Michel Disco, assistant dean for external programs at UNM’s College of Pharmacy and faculty adviser for Generation Rx, the college’s outreach program:
Patients having difficulty obtaining needed pain medications “need to work with their pharmacies. … The pharmacist is their health care provider, and they want them to be out of pain and to be taken care of.”
Dr. Lionel Candelaria, New Mexico Dental Association member and dental pain management instructor:
A main goal when working with children who need oral surgeries “is to try to decrease their exposure to opioids” by using ibu-tylenol and PO tylenol. “It’s quite astonishing how often a child can leave the hospital without ever taking an opioid.”
Lisa Simpson, Bernalillo County adviser on jail population management and alternatives to incarceration:
“About 75 to 80 percent of the people in the (Metropolitan Detention Center) are people with substance addiction. … It’s much more expensive than treatment, but the community as a whole is having trouble shifting those resources from incarceration to treatment.”
Jennifer Weiss-Burke, executive director, Healing Addiction in our Community and Serenity Mesa. Weiss-Burke lost her 18-year old son, Cameron, to a heroin overdose in 2011:
He became addicted to prescription opiates after several sports-related injuries and then turned to heroin.”I cashed out my 401(k), mortgaged my house (to pay for treatment) and did everything I possibly could to save him. … The toughest thing for a parent to realize is that there is really nothing you can do to save your child from these addictions that are slowly killing them.”
Maggie Hart Stebbins, District 3 Bernalillo County commissioner:
“We consistently see that our criminal justice system is really failing people who suffer from mental illness or substance use disorders. … We’re really working to build a comprehensive network, a continuum of care — services outside the jail walls so that patients can start treatment and continue their recovery post-release and break that cycle of crime, incarceration and substance abuse.”
Dr. Christopher Manetta, medical director for Behavioral Health, Presbyterian Healthcare Services:
“Relapse is a part of recovery.

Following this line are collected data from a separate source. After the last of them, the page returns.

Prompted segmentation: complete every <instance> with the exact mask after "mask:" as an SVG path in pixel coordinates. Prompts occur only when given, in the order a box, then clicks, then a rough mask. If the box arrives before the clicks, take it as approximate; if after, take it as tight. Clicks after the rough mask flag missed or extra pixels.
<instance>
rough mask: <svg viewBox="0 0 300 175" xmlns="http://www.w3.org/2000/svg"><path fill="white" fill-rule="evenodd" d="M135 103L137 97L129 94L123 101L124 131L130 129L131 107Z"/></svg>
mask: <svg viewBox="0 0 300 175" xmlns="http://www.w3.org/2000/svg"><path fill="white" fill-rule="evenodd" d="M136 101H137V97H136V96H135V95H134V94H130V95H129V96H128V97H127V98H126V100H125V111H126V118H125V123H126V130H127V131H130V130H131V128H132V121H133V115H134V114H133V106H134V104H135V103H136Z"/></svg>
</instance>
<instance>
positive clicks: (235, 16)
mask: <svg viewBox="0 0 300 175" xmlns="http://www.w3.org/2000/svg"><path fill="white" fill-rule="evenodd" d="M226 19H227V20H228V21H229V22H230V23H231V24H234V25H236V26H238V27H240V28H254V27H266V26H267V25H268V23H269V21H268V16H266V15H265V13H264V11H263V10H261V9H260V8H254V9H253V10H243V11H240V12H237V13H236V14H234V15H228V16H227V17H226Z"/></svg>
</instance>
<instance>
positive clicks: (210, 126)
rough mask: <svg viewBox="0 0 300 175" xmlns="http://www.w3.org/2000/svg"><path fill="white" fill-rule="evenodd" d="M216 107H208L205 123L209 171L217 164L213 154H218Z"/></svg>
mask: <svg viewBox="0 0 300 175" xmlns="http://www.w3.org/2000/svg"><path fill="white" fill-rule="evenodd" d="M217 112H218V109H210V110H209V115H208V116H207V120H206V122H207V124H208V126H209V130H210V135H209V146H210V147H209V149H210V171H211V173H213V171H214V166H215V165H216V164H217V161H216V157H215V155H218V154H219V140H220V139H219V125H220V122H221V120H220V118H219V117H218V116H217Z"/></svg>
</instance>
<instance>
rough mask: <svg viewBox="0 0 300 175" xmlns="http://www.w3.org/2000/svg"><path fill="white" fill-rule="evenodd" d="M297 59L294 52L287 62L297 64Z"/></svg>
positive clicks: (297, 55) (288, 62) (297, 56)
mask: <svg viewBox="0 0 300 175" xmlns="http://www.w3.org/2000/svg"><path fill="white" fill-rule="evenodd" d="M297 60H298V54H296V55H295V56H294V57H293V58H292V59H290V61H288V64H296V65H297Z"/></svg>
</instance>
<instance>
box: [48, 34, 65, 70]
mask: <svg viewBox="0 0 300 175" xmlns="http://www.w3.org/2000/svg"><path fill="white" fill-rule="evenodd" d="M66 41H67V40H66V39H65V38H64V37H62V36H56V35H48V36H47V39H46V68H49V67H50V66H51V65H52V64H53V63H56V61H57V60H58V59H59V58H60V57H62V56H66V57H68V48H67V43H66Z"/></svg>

So we need to look at harm reduction as opposed to absolute abstinence 100 percent of the time. … People who suffer from both … psychiatric conditions and substance disorders are at higher risk for suicidal and homicidal behaviors, poor treatment adherence, higher relapse rates and higher hospitalization rates.”
Dr. Mauricio Tohen, chairman of UNM Health Sciences Center’s psychiatry department:
“Patients with psychiatric conditions are more vulnerable than the general population” to drug abuse. “I think if there’s a take-home message today it’s that addiction to opiates is not a ‘bad behavior’; it is an illness. Another important point is that age matters. Most psychiatric conditions develop in adolescence. In fact, it is the adolescent brain … that is the most vulnerable.”
Katrina Hotrum, director of Bernalillo County’s Department of Substance Abuse Programs:
“The folks that we deal with at MATS (Metropolitan Assessment and Treatment, the county’s detox facility) are primarily chronic users (of illegal substances). … Until we start putting the components together, from abstinence to harm reduction, and trying to stabilize these individuals’ basic needs, we’re going to struggle to get ahead of this problem.”